Rethinking Economics: Pluralism, Interdisciplinarity and Activism. IIPPE’s 6th Annual Conference
The International Initiative for Promoting Political Economy (IIPPE) held its Sixth Annual Conference in Political Economy at the University of Leeds on the 9-11th of September. This year’s conference focused on fostering reflection on positive alternatives to the mainstream by examining political economy from the complementary angles of pluralism, interdisciplinarity and activism. The programme consisted of 222 presentations in 64 panels from across the social sciences and activists, plus four plenary sessions. For the first time the programme also included screenings of 8 radical documentaries, including Riots Reframed by Fahim Alam and The War You Don’t See by John Pilger.
The conference was hosted by the Economics Division of Leeds University Business School, which ranked in the top ten in the UK’s most recent Research Excellency Framework. The Division is a growing centre for heterodox political economy, whose pluralist research environment is reflected in the strong presence of faculty members working in the fields of post-Keynesian, Institutionalist, Evolutionary, and Marxist economics, alongside more mainstream researchers. The Division has a growing and vibrant PhD community which supported the organisation of the conference. Interdisciplinarity has been actively cultivated in the Division in recent years, particularly through the Division’s central role in the FESSUD and iBuild projects and the emerging University-wide cities research theme. Several faculty members are also actively engaged with public policy making on the regional, national and international level.
Reflecting IIPPE’s objective to build links with activists in economics and beyond, and a strong base of economic student activists at Leeds, the conference included panels by the International Student’s Initiative for Pluralism in Economics (ISIPE), Reteaching Economics, and a plenary session featuring a representative from Rethinking Economics. As in previous years, there was also a training workshop on the day before the conference, in which Simon Mohun, Alfredo Saad-Filho and John Weeks spoke on the topic of ‘the rate of profit and crisis.’ This year’s conference was also generously supported by the Foundation for European Progressive Studies (FEPS), a progressive European-level think tank that seeks to build an intellectual crossroads between social democracy and the European project.
Plenary sessions were reduced to two speakers per session this year in order to allow presenters to go into greater depth and to provide more time for discussion.

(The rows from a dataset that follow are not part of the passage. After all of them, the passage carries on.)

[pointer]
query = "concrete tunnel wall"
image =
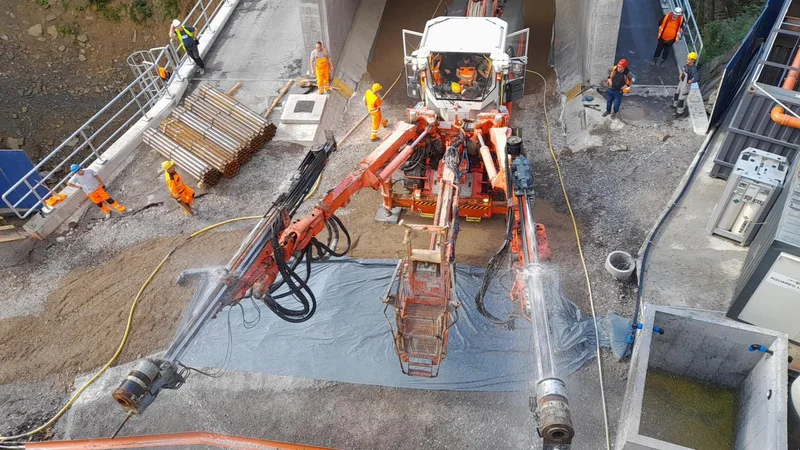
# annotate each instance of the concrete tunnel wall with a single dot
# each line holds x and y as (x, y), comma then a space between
(584, 42)
(328, 21)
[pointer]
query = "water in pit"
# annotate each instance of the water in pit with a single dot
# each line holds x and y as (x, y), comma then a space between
(686, 412)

The opening plenary around the theme of Pluralism and Interdisciplinarity featured John Weeks speaking on ‘troglodyte economics – the neoclassical politicizing of the profession’ and Johnna Montgomerie on ‘why debts matter – how interdisciplinarity helps us rethink economics’. Thursday’s plenary brought together two leading financialisation scholars, Brett Christophers and Gary Dymski, to debate ‘monopoly power, inequality, and instability in the era of global capitalism’. The closing plenary addressed the issue of economic activism. The scheduled speakers were Bruno Tinel on ‘FAPE and the open letter’, Yuan Yang of Rethinking Economics on ‘the fight to demystify, diversify, and invigorate economics’, and Ania Skrzypek from FEPS on ‘from rhetoric of overspending to the truth about social investments – European next left in a search for a new narrative.’ Last minute personal issues prevented both Yuan and Ania from attending, but their planned presentations are available on the IIPPE Web site, along with those of all the other plenary speakers. Excellent and well-received “no notice” substitute presentations by Elva Bova for Ania and Diana García López for Yuan closed out the conference with a bang.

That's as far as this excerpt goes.